Ela assentiu e limpou o rosto com as mãos.

— Nunca vi fotos, mas vovó me falou o nome dele. Ele parecia tão real, como se ainda estivesse vivo. E eles realmente pareciam se amar. — Ela esticou a mão para pegar o livro que tinha caído aberto, com a capa para cima e com as rachaduras de uso na lombada, como prova de quantas vezes tinha sido lido.

— Não toque nele, L.

Lena o pegou.

— Ethan, tenho lido o livro. Isso nunca aconteceu antes. Acho que foi porque estávamos tocando nele ao mesmo tempo.

Ela abriu o livro de novo, e pude ver as linhas escuras onde alguém tinha sublinhado frases e circulado trechos. Lena reparou que eu estava tentando ler por cima do ombro dela.

— O livro todo está assim, marcado como se fosse um mapa. Só queria saber para onde ele leva.

— Você sabe aonde leva.

Nós dois sabíamos. A Abraham e ao Fogo Negro, à Grande Barreira e à morte.

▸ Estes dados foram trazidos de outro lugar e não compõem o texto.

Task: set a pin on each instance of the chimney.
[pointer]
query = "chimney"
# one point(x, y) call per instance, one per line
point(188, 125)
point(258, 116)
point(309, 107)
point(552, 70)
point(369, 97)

Lena não tirou os olhos do livro.

— Esse trecho é meu favorito. “Fui deformada e modificada, mas, espero, para uma forma melhor.”

Nós dois tínhamos sido deformados e modificados por Sarafine.

Será que o resultado era uma forma melhor? Será que eu estava melhor depois do que tinha passado? E Lena?

Pensei em tia Prue na cama de hospital e em Marian revirando caixas de livros queimados, documentos chamuscados, fotografias encharcadas. O trabalho da vida dela destruído.

E se as pessoas que amamos fossem deformadas até serem destruídas e não ficassem em condições de sobreviver?

Eu precisava encontrar John Breed antes que estivessem deformadas demais para voltarem ao que eram.